AI Engine Architecture Overview - 2024.2 English

AI Engine Kernel and Graph Programming Guide (UG1079)

Document ID
UG1079
Release Date
2024-11-28
Version
2024.2 English

The AI Engine array consists of a 2D array of AI Engine tiles, where each AI Engine tile contains an AI Engine, memory module, and tile interconnect module. The AI Engine is a highly-optimized processor featuring a single-instruction multiple-data (SIMD) and very long instruction word (VLIW) instruction set architecture containing six functional units: scalar, vector, two load, one store, and one instruction fetch and decode. One VLIW instruction can support a maximum of two loads, one store, one scalar operation, one fixed-point or floating-point vector operation, and two move instructions. There is also a memory module available that is shared between its north, south, east, or west AI Engine neighbors, depending on the location of the tile within the array. An AI Engine can access its north, south, east, or west, and its own memory module.

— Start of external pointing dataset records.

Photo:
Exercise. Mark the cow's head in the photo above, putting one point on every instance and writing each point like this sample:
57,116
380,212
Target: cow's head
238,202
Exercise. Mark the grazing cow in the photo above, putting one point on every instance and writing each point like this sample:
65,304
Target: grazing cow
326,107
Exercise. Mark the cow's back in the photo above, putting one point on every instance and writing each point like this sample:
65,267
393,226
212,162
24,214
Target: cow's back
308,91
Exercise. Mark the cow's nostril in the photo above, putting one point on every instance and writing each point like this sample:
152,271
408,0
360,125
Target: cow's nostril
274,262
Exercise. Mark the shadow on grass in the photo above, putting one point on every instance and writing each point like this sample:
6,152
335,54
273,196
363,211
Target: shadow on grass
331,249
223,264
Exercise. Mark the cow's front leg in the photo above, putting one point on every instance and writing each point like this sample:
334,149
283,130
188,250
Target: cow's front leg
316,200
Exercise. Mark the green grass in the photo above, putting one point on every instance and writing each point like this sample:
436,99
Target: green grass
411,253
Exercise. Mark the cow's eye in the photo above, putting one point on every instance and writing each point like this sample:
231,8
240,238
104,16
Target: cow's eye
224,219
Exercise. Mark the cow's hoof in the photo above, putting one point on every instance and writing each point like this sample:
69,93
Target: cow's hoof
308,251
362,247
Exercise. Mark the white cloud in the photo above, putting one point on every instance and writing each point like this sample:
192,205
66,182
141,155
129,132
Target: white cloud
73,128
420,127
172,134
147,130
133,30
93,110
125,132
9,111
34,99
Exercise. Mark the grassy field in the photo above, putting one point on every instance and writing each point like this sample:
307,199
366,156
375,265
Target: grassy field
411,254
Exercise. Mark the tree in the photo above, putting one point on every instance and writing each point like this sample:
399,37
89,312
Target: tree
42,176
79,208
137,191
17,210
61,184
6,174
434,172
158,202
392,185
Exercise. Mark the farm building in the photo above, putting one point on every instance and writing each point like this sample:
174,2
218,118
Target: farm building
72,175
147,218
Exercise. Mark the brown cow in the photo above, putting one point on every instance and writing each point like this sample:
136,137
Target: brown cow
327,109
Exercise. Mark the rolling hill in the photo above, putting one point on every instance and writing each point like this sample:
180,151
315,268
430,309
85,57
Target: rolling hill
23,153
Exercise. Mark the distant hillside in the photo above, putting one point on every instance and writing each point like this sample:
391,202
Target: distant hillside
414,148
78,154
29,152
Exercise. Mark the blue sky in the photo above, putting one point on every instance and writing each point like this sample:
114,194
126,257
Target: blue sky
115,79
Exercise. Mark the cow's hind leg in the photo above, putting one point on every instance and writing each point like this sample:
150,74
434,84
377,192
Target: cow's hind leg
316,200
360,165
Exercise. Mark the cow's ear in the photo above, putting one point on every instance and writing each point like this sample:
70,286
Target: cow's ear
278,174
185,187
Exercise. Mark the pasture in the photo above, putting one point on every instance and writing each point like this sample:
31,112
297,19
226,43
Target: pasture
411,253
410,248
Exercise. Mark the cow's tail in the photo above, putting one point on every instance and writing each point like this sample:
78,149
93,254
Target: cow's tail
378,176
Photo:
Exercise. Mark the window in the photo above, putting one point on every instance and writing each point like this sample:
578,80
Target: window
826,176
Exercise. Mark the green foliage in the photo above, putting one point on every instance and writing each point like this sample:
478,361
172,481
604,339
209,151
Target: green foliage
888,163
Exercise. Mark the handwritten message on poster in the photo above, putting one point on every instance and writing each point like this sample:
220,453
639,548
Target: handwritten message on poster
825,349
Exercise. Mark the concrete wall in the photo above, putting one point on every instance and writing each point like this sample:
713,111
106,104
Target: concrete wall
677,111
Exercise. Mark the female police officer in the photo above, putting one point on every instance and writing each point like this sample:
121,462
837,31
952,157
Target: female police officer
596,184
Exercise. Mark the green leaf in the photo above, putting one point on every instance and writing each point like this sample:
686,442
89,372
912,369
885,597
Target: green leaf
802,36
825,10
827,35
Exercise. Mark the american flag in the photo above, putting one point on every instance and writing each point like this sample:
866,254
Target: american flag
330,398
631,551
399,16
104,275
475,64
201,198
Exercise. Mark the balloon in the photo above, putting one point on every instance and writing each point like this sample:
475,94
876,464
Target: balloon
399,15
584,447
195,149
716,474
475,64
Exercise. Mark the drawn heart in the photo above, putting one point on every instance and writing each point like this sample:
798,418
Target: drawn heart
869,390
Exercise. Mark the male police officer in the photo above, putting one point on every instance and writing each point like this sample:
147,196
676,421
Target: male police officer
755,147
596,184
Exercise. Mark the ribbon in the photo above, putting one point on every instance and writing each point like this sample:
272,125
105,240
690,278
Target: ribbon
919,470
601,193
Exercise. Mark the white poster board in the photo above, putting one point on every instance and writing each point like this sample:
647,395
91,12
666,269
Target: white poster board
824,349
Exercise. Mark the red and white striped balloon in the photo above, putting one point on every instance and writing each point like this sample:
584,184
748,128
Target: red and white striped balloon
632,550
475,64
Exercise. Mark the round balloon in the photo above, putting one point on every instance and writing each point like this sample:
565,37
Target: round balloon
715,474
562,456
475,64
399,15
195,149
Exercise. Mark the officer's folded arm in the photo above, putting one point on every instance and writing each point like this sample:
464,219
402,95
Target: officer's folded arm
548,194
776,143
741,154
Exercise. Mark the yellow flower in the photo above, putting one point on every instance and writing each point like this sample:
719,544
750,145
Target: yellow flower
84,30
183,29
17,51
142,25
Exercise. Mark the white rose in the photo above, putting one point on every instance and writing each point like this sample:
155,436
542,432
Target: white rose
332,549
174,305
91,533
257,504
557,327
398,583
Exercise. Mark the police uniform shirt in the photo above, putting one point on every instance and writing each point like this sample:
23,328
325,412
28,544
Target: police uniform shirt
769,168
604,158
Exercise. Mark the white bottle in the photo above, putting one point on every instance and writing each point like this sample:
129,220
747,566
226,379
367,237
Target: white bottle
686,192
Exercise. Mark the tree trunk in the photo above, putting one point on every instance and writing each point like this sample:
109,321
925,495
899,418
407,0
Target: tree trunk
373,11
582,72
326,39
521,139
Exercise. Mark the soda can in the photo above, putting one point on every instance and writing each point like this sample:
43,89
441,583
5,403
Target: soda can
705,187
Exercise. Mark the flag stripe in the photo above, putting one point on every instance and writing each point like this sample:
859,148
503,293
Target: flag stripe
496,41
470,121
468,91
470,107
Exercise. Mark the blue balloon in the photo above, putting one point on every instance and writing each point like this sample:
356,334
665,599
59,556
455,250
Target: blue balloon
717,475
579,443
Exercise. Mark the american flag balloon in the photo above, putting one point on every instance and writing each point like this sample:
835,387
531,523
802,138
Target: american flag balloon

Figure 1. AI Engine Tile Details

Each AI Engine tile has an AXI4-Stream switch that is a fully programmable 32-bit AXI4-Stream crossbar. It supports both circuit-switched and packet-switched streams with back-pressure. Through MM2S DMA and S2MM DMA, the AXI4-Stream switch provides stream access to and from AI Engine data memory. The switch also contains two 16-deep 33-bit (32-bit data + 1-bit TLAST) wide FIFOs, which can be chained to form a 32-deep FIFO by circuit-switching the output of one of the FIFOs to the other FIFO’s input.

More details on the AI Engine architecture can be found in Versal Adaptive SoC AI Engine Architecture Manual (AM009).